Und so fliehen sie in ihre „Ruhe“: der Arzt in den Wodka, Sonja in die Hoffnung auf die Ruhe drüben, Alexander und Lena in den Lärm der Stadt, der sie nicht zu sich selbst quälerisch kommen lässt. Wanja wird wieder Tag für Tag malochen, obwohl er hätte Schopenhauer werden können. Maria lebt vom (falschen) Ruhm des Schwiegersohn-Professors. Nur Telegin (wunderbar Philipp von Schön-Angerer), der eh mit allem abgeschlossen hat, summt und zupft weiter melancholisch vor sich hin. Er hat seine Ruhe gefunden. Er braucht niemanden mehr. Er zieht die Mütze auf – ist sich selbst genug. Wird ein Narr. Besser: Ist ein Narr geworden.

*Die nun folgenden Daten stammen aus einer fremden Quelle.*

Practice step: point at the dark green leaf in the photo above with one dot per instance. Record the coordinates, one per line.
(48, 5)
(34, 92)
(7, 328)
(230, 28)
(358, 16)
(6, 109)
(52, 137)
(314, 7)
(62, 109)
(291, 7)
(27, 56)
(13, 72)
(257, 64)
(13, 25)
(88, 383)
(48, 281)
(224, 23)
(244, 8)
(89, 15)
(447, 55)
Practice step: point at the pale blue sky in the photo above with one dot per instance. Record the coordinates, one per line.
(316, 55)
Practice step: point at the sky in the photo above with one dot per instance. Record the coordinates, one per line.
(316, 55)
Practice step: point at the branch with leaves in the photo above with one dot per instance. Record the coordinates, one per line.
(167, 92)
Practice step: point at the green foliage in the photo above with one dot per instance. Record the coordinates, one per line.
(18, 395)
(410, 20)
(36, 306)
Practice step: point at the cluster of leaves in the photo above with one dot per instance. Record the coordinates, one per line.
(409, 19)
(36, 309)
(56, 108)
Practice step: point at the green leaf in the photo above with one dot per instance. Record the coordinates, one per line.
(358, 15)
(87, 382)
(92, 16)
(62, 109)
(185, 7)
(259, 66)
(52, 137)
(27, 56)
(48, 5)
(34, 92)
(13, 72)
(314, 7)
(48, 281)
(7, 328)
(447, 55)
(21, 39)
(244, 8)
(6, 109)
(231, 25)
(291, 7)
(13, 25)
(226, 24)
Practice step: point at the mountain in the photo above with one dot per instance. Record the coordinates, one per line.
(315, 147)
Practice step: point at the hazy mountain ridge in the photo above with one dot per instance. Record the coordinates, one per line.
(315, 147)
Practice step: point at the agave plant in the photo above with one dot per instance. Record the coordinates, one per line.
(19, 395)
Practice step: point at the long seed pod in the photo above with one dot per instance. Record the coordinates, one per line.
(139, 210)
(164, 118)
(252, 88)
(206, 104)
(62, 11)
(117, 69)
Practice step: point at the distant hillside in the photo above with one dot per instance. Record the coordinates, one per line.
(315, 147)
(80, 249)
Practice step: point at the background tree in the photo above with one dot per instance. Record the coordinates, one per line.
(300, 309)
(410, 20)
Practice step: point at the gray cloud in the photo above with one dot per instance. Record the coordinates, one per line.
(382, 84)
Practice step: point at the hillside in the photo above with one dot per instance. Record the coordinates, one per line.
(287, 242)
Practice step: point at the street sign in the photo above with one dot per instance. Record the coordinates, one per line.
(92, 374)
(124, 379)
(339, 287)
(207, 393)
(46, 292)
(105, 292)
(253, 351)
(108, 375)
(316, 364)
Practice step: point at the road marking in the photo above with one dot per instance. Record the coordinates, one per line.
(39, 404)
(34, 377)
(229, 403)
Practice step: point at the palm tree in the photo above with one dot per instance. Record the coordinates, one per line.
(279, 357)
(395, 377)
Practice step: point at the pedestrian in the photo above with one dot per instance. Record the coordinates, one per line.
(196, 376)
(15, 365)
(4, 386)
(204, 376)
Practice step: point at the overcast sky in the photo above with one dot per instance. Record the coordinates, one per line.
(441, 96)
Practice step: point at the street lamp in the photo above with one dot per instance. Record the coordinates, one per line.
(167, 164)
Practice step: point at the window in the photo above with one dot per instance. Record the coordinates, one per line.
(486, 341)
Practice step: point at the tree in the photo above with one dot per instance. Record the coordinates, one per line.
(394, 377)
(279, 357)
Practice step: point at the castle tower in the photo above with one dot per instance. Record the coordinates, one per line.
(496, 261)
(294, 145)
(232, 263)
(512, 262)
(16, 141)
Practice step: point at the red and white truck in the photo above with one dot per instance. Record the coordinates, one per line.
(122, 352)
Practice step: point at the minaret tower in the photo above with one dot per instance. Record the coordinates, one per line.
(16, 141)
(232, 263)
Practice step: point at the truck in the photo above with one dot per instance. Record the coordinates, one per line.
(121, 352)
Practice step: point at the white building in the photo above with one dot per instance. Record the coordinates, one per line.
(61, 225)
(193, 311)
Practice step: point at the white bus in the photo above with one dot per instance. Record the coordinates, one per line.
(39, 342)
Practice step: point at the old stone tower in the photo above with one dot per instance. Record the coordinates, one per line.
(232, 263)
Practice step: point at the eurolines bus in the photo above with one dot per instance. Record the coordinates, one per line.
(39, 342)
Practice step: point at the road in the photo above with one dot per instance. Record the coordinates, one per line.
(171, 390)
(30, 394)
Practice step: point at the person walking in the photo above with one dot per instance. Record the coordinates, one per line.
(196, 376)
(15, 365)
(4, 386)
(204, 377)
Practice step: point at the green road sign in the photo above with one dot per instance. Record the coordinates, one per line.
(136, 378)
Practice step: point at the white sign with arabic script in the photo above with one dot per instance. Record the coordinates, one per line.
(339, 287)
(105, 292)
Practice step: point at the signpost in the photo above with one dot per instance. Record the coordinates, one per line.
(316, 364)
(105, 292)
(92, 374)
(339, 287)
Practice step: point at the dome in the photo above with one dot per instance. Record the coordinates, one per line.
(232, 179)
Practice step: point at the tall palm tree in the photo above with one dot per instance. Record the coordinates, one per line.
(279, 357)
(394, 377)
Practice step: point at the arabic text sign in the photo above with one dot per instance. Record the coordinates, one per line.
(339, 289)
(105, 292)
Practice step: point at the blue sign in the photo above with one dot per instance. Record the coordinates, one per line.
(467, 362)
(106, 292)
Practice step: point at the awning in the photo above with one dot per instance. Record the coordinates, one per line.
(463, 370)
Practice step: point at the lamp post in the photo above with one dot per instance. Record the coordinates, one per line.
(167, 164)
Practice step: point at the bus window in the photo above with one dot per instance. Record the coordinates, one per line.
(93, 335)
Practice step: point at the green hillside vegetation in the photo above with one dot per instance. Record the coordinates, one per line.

Geschickt hat Knödler diese Tragikomödie von Ballast befreit, eine Figur weggelassen (die Amme, die er, weil gestrig, mit der Mutter vereint, die nur noch Schatten von gestern ist). Er hat die komplizierten russischen Figuren-Namen leicht sprechbar gemacht. Er lässt Astrows Philippika gegen die Umweltzerstörung bis zum Drei-Liter-(Verbrauchs-)Auto alltagstauglich werden und die Erklärung der abgeholzten Welt daherkommen wie Wetterprognose in ARD und ZDF.

Es bleibt trotzdem eigenartig, warum er ausgerechnet dieses Stück ausgesucht hat. Auch Friederike Spindler, die Dramaturgin, mag Zweifel gespürt haben, wenn sie im Programmheft schreibt: „Wir sind möglicherweise freier und selbstbestimmter in unseren Handlungsspielräumen als Tschechow und die Figuren seiner Zeit. Einfacher ist es trotzdem nicht…“ Ja, aber zum Teufel, wir hauen auch mal mit der Faust auf den Tisch, geben dem Chef Kontra, tun, was wir wollen.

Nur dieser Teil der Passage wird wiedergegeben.